Apple pourrait-il être bientôt sanctionné en France ?

Les députés français viennent d'adopter un amendement à un projet de loi destiné à modifier le Code de procédure pénale, avec dans la ligne de mire les fabricants de système de cryptologie qui ne collaborent pas avec les autorités en cas d'enquête sur des attentats. Apple pourrait-elle être concernée ?

La (nouvelle) réforme du Code de procédure pénale est actuellement en cours à l'Assemblée nationale, avec les discussions autour du projet de loi de "lutte contre le crime organisé, le terrorisme et leur financement". 

Avant le vote solennel du projet de loi en séance du 8 mars prochain, les députés ont adopté un amendement proposé par plusieurs représentants de l'opposition (amendement n° 90) dont l'objet consiste à "renforcer les moyens de l'autorité judiciaire en alourdissant les peines encourues pour refus de coopération avec la justice, lorsque ce refus s'oppose à des investigations portant sur des crimes et délits terroristes et qu'il provient des constructeurs mêmes des moyens de cryptologie dont le décryptage est nécessaire à l'enquête".

Les motifs de cet amendement font indubitablement écho au bras de fer qui oppose depuis ces dernières semaines, aux Etats-Unis, la société Apple, qui produit l'iPhone, et le FBI. L'autorité judiciaire fédérale réclame en effet la collaboration de la société à la Pomme afin de l'aider à "ouvrir" le smartphone de l'auteur de l'attaque terroriste de San Bernardino le 2 décembre 2015. L'iPhone en question est protégé par un code que la police ne connaît pas.

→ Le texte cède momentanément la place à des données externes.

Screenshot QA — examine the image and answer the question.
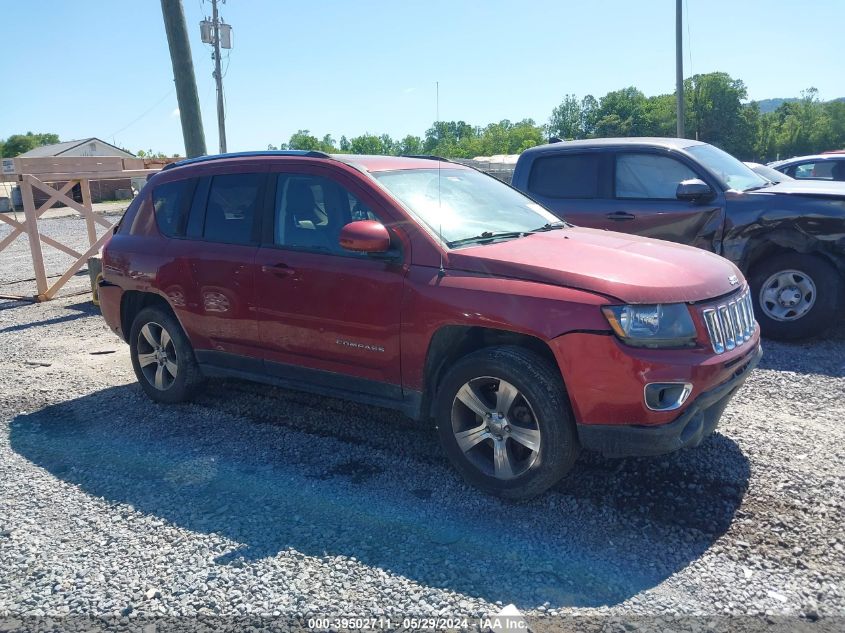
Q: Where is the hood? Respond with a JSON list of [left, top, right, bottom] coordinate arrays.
[[760, 180, 845, 198], [448, 227, 743, 303]]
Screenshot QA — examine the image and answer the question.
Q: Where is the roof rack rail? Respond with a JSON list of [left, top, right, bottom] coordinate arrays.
[[400, 154, 453, 163], [162, 149, 331, 171]]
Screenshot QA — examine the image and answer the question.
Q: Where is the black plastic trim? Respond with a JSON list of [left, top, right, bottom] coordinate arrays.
[[194, 350, 422, 420]]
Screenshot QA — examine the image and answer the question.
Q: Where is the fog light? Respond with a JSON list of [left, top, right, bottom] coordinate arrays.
[[644, 382, 692, 411]]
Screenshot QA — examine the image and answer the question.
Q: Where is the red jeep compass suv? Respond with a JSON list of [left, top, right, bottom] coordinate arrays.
[[99, 152, 761, 498]]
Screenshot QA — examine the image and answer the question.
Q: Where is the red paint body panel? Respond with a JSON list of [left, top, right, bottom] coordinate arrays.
[[100, 152, 759, 425], [551, 328, 760, 425], [449, 227, 742, 303], [340, 220, 390, 253]]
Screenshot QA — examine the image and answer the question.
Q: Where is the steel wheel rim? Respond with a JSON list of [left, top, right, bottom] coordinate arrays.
[[760, 269, 816, 321], [136, 321, 179, 391], [451, 376, 542, 481]]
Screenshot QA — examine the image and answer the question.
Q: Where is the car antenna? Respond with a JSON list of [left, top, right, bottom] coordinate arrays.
[[434, 81, 446, 277]]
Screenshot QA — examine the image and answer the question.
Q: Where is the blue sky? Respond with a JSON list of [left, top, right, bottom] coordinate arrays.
[[0, 0, 845, 154]]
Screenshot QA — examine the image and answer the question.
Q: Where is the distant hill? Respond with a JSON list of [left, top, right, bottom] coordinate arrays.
[[757, 97, 845, 114]]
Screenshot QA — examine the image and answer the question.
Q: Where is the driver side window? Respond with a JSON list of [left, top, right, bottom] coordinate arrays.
[[273, 174, 378, 257], [615, 154, 698, 200]]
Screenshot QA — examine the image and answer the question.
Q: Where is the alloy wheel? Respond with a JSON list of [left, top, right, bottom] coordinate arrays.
[[137, 322, 179, 391], [452, 376, 541, 480]]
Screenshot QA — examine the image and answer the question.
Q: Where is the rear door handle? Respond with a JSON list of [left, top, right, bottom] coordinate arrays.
[[261, 262, 296, 277]]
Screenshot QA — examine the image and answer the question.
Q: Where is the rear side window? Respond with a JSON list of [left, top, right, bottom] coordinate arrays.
[[528, 154, 599, 198], [153, 179, 196, 237], [793, 160, 835, 180], [203, 174, 264, 244], [615, 154, 698, 200]]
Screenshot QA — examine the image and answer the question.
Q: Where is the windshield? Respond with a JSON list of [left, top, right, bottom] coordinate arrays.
[[745, 163, 793, 183], [687, 145, 770, 191], [373, 168, 560, 242]]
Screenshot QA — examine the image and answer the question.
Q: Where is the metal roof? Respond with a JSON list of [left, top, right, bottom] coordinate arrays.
[[18, 136, 135, 158]]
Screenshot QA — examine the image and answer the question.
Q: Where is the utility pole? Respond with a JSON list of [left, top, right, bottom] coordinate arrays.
[[675, 0, 685, 138], [161, 0, 206, 158], [211, 0, 226, 154], [200, 0, 232, 154]]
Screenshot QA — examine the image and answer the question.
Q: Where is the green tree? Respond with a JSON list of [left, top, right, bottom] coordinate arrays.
[[281, 130, 320, 150], [396, 134, 423, 156], [349, 134, 385, 154], [549, 95, 586, 139], [0, 132, 59, 158], [684, 72, 757, 157], [594, 86, 647, 136]]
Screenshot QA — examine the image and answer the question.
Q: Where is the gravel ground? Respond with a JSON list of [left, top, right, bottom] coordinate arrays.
[[0, 219, 845, 631]]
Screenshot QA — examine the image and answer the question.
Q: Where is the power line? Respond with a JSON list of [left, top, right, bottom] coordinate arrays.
[[106, 88, 176, 138]]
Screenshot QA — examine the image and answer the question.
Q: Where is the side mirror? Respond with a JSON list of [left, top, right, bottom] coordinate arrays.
[[340, 220, 390, 253], [675, 178, 715, 202]]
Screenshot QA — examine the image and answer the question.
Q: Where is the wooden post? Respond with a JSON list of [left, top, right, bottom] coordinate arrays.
[[19, 176, 47, 300], [79, 178, 97, 246]]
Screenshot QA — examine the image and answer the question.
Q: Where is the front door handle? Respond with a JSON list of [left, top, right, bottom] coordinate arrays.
[[261, 262, 296, 277]]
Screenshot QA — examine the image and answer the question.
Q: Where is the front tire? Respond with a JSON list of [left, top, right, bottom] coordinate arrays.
[[435, 346, 579, 500], [749, 253, 843, 340], [129, 306, 203, 404]]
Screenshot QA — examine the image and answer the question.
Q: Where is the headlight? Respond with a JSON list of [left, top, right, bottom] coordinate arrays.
[[602, 303, 695, 347]]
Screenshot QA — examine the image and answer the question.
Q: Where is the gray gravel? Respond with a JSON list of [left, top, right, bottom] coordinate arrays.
[[0, 212, 845, 630]]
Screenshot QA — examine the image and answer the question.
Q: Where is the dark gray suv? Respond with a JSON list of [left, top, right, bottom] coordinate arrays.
[[513, 138, 845, 339]]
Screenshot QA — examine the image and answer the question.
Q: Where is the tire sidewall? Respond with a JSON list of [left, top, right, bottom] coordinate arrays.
[[435, 348, 578, 499], [129, 307, 194, 404], [749, 254, 842, 340]]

L'ouverture du smartphone pourrait permettre aux autorités de prendre connaissance d'informations utiles dans le cadre de l'enquête, notamment afin de déterminer si le terroriste a bénéficié d'une assistance ou d'instructions de l'extérieur.

En l'état, Apple s'oppose fermement à toute collaboration à ce sujet, en invoquant le droit au respect de la vie privée des utilisateurs d'iPhone et en argumentant sur le fait que développer un logiciel permettant de casser la protection d'un smartphone ouvrirait la porte à des attaques plus vastes, au-delà du seul cas du téléphone du terroriste de San Bernardino.

En France, il ne semble pas que cette problématique se soit réellement posée pour le moment, mais les députés ont pu s'inspirer des actuelles discussions outre-Atlantique pour envisager de pénaliser les constructeurs récalcitrants, comme Apple, dans le cadre du débat sur le projet de loi précité. 

Plusieurs amendements visaient d'ailleurs plus ou moins la même problématique, dont un a été rejeté, qui visait purement et simplement à interdire la commercialisation de l'iPhone en France ! L'amendement "Apple", comme on le surnommait, avait pour but de contraindre les "fabricants d'outils de communication" à communiquer l'ensemble des informations utiles, sous peine d'une amende de deux millions d'euros et d'une interdiction de la commercialisation de ces outils pendant une durée d'un an. 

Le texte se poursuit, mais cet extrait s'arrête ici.